You’re never going to be happy with what you get, if you’re never happy with what you have. – Claire Wineland
Panicking became a habit when the bills were due or deadlines for various things came up. You see, I thought I had the right formula: Pray, wait, look for the answer, worry. I would pray to God for a miracle; pray that He’d help me get through these trying times. Then I’d wait for a response and look for some form of an answer. Finally, when things were not lining up according to my speed preference, I would worry. It was foolish, I know, but somehow this became my staple when tough times presented themselves.
And who of you by worrying can add one hour to [the length of] his life? – Matthew 6:27 AMP
Eventually, I became tired of my habit of “freaking out” and decided to do something different. I decided to be still. I decided to examine my life. I decided to perform a reality check. The truth was I was spending too much worry about problems and too less time enjoying everyday. I had wasted so much time trying to put the pieces together, that by the time the issue was resolved the day would be over. I finally realized that every storm had a beginning and an end. I cried when I realized what I was doing. I apologized to God for not using the time He had given me wisely. Then I apologized to myself for contributing to my own destruction.
God had given me a new day to live. I started to smile more often. I started watching people enjoy their lives. I started to go to parks more often. When I’d wake up the sun would shine on me and I’d embrace the moment. The more I began to focus on the beautiful moments in life I began to think more clearly. I began budgeting and organizing my time wisely. I began to invest in my own ideas, gifts and talents.

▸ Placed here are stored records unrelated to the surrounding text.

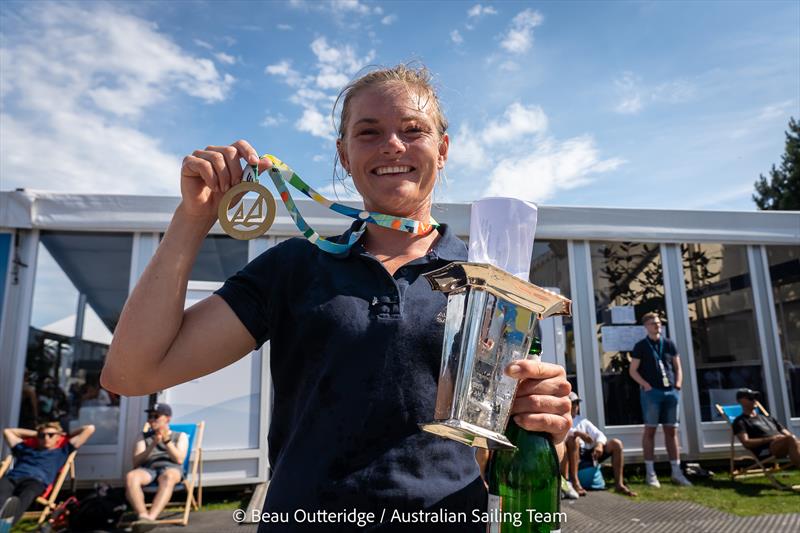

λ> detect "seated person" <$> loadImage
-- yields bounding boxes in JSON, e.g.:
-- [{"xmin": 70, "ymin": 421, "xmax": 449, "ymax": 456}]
[
  {"xmin": 125, "ymin": 403, "xmax": 188, "ymax": 525},
  {"xmin": 0, "ymin": 422, "xmax": 95, "ymax": 526},
  {"xmin": 562, "ymin": 392, "xmax": 637, "ymax": 497},
  {"xmin": 733, "ymin": 388, "xmax": 800, "ymax": 467}
]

I say all of this to let you know that life is a treasure. We are given one life on this earth. If you are frustrated or focused on your problems, you can miss a great moment. Let God’s light into your life. Change your perspective. Sense the opportunities where you can encourage others. Appreciate each new day. God loves you and He took the time to create you, a beautiful, unique, and treasured being. Love yourself. Let love guide you in forgiving others. You can not move forward with baggage from the past. Regardless of what has happened to you and what others have said, you are a remarkable being.

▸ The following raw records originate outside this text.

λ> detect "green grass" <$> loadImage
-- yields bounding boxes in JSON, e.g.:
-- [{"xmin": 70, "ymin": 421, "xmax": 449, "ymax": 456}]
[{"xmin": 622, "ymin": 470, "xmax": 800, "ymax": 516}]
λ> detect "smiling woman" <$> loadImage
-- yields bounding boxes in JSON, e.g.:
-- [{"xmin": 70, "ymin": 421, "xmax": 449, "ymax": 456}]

For we are God’s masterpiece. He has created us anew in Christ Jesus, so we can do the good things he planned for us long ago. – Ephesians 2:10 NLT
I encourage you to say this affirmation: I am a blessing. I am wonderful. I am powerful. I am not my past mistakes. I am not the problems that I am faced with. I am fearfully and wonderfully made. I will see with eyes of gratitude. I will be a light because I have a purpose.